Moreover, it explores the ethical implications of using customer data for business purposes. Finally, the paper emphasises the potential benefits of integrating Big Data analytics into ecommerce processes to enhance user experience. It highlights the importance of retailers adopting a data-driven approach to gain valuable insights and improve their operations, ultimately leading to improved customer satisfaction and increased competitiveness in the retail sector.

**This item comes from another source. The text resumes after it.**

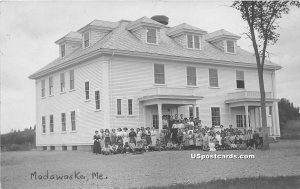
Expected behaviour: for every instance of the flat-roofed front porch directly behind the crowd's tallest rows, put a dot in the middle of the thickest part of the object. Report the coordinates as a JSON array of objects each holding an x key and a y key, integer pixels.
[{"x": 161, "y": 101}]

Furthermore, it explores various techniques and technologies in Big Data analytics, such as data mining, machine learning, and predictive analytics. The third chapter focuses on the specific applications of Big Data analytics in improving user experience in the retail sector. It examines how retailers can leverage Big Data analytics to personalize product recommendations, optimize pricing strategies, streamline inventory management, and enhance customer service. The fourth chapter discusses the challenges and considerations of implementing Big Data analytics in retail. It addresses issues related to data privacy, data security, data quality, and the need for skilled data analysts.
Moreover, it explores the ethical implications of using customer data for business purposes. Finally, the paper emphasises the potential benefits of integrating Big Data analytics into ecommerce processes to enhance user experience. It highlights the importance of retailers adopting a data-driven approach to gain valuable insights and improve their operations, ultimately leading to improved customer satisfaction and increased competitiveness in the retail sector.